Sanding & Planing Wood

The general term for smoothing wood prior to applying a finish is ‘abrading’. This is simply the wearing away of wood fibres by the sharp teeth of abrasive material.

Abrasive papers have abrasive particles bonded to their surface: glass paper (or sandpaper) is the cheapest abrasive paper; garnet paper is harder and better quality and used for fine finishing of furniture; silicon-carbide paper is often called wet-and-dry paper, because it can be used either way. Use it wet for removing the glaze from paint before repainting: the water acts as a lubricant and also keeps down paint dust, which may contain lead. The particles are called ‘grit’ and these are numbered. Generally, you work through the grades, starting with the coarsest and working through to the finer ones until the wood is smooth and there are no sanding marks.

Other methods of abrading wood include rasps and files (bars of variously shaped steel with patterns of teeth cut onto their surface), or surform tools (a combination of files and planes). Steel wool, graded by ‘0’s – the more ‘0’s, the finer the wool – is used with white spirit for taking the gloss off sealers and varnishes before recoating.

Sanding by Hand

Always sand in the direction of the grain of the wood. Before the final sanding, dampen the wood with water to raise the grain. When it has dried, sand with very fine abrasive paper for a perfect, smooth finish.

Using a Power Sander

Power sanding is done with an attachment to a power drill or with a specially designed sanding tool. The most popular sanding attachment for a power drill is the disc sander. This has a flexible backing pad that holds a removable abrasive with a screw and washer. Because the disc always cuts across the grain of the wood, leaving marks that are difficult to remove, you should reserve this tool for ‘rough’ work.

Orbital Sander

Orbital sanders use 1/2 or 1/3 size abrasive sheets, which are cramped to a padded baseplate. These are available as attachments for power drills or as separate power tools. The sanding action is elliptical and is ideal for sanding large panels flat. Let the weight of the tool itself do the work, but keep it moving up and down and across the work piece in a gentle sweeping action.

Belt Sander

A belt sander is a semi-professional power tool that has a continuous 75mm or 100mm (3in or 4in) wide belt, which passes over a flat bed via two rollers. It can also be inverted for flat and curved sanding once the tool has been securely cramped to a workbench. A belt sander is ideal for final smoothing after planing, for levelling floorboards and for getting into corners where a large, hired floor-sanding machine cannot reach. Hold onto it firmly as you work so that it doesn’t snatch at the wood or take off across the surface.

Planing Wood

Planing prepares wood for accurate marking and cutting of joints, and also smooths the wood ready for the finishing steps. Plane blades should be razor-sharp and carefully adjusted to shave off just the right amount of wood required. Planing is a skill that takes practice, so be prepared to spend some time getting used to the tool and the techniques needed to sharpen, adjust and use it accurately.
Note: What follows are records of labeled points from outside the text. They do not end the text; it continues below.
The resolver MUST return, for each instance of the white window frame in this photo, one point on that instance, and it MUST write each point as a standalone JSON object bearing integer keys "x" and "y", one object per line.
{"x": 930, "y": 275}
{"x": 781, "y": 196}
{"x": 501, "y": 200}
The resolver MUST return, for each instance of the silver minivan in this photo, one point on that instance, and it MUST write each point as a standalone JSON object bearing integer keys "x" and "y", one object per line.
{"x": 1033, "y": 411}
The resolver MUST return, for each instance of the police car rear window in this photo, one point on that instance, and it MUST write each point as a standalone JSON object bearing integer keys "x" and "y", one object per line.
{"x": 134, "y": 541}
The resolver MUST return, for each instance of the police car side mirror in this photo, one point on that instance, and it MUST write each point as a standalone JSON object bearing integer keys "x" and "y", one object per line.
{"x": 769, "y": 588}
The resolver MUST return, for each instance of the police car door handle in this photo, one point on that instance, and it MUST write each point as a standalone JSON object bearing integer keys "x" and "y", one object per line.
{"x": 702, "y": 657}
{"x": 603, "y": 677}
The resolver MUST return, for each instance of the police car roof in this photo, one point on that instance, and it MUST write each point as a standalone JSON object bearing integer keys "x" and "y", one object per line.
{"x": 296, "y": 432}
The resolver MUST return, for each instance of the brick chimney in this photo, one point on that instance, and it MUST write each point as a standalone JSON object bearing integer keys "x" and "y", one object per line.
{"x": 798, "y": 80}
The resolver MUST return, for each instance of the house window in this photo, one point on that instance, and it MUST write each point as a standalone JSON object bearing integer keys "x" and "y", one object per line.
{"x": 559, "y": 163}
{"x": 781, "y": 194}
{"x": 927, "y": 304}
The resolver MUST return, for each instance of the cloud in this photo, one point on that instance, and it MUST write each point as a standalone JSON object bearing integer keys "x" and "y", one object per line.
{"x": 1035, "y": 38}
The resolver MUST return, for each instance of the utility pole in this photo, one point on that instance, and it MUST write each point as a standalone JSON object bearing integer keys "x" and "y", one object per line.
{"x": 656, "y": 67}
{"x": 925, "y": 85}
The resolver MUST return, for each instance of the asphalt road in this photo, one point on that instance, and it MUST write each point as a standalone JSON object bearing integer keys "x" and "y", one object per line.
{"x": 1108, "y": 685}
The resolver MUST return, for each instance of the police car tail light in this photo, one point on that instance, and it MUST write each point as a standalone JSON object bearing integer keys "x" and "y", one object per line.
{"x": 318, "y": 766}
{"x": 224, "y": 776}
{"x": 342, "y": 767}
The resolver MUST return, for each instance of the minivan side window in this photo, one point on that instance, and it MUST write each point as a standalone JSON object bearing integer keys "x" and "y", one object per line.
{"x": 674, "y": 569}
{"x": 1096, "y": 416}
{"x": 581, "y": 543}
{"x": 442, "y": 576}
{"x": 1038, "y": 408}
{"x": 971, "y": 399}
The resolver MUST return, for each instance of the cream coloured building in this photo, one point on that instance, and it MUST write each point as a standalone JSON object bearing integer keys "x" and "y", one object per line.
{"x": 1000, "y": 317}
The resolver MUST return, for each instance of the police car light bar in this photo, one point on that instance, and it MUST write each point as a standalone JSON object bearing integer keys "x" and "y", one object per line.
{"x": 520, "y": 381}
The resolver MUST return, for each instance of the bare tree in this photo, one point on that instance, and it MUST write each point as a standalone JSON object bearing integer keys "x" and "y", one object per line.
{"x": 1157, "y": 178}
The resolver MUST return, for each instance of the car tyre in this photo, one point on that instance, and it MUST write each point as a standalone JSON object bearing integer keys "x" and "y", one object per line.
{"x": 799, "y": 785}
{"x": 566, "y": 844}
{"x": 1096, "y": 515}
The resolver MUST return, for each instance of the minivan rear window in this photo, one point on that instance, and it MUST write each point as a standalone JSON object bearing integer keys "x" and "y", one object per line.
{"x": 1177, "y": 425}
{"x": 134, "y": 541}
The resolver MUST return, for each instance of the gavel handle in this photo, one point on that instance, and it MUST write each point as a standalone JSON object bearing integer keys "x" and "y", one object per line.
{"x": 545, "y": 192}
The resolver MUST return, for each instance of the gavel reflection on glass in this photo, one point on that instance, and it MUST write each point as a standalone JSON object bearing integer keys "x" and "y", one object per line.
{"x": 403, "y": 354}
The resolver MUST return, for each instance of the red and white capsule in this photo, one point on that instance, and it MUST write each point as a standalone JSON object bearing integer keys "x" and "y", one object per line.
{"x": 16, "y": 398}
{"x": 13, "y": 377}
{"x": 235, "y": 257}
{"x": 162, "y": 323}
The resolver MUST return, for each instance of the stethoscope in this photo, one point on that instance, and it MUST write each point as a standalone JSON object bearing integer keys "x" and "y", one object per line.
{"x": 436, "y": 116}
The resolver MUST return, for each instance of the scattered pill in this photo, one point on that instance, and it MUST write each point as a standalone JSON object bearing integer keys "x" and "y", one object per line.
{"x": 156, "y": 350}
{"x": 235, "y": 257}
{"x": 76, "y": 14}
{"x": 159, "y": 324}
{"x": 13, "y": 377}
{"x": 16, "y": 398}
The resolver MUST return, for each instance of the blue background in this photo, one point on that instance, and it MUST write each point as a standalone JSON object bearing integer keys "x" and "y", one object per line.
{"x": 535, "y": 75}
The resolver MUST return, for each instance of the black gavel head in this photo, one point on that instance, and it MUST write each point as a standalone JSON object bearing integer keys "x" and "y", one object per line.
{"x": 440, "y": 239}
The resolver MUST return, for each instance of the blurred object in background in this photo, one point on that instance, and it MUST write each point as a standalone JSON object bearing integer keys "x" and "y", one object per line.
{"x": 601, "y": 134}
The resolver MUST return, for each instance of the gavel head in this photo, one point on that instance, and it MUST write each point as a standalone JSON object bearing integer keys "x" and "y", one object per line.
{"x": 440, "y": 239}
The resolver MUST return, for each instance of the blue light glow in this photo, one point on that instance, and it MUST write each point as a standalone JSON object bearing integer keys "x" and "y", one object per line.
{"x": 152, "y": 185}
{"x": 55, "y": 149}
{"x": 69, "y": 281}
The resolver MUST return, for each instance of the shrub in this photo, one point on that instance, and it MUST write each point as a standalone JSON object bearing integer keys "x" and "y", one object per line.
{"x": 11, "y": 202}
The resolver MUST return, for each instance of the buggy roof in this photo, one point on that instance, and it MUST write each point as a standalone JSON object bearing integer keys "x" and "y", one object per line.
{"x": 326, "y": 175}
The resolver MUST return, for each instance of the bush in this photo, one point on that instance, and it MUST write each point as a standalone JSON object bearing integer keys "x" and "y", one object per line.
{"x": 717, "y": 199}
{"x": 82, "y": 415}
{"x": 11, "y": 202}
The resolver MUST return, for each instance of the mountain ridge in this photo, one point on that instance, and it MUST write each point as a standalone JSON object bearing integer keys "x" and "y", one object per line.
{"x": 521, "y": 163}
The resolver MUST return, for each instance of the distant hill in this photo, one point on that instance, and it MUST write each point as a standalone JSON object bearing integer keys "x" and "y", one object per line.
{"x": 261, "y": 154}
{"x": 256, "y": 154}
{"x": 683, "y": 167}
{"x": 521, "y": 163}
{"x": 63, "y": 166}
There is a wide range of wood-working planes to cope with all kinds of work, but a long bench plane gives an accurate result. While a small plane follows the contours of the surface of the wood, a long plane rides over high spots in the wood, gradually removing them until the wood is even and a single, long shaving can be removed.

Bench planes are 350-380mm (14-15in) long and are used for levelling and smoothing long lengths of timber. A block plane is useful for small work and for end-grain trimming: these are available in sizes from 90-200mm (3 1/2-8in) long.

You will need to make sure the wood you are smoothing is held completely flat and that you are working with the grain. Set the plane’s cutter and blade depth for the merest skimming cut and test that the shavings are paper thin. Working with a skewed, drifting stroke, start planing at the furthest end of the wood, skimming off any high spots, and back up along the length of the wood.

If this sounds too complicated, a power planer is a great way to achieve a quick finish. The blades, however, soon become nicked and can result in thin ridges on the wood running in the direction of the grain, which you have to remove with a smoothing plane in the end.

A good alternative is a surform, a sort of combination tool of file and plane. The open-toothed structure of the surform allows you to cut and shape wood like a hot knife through butter and work without the teeth becoming clogged up.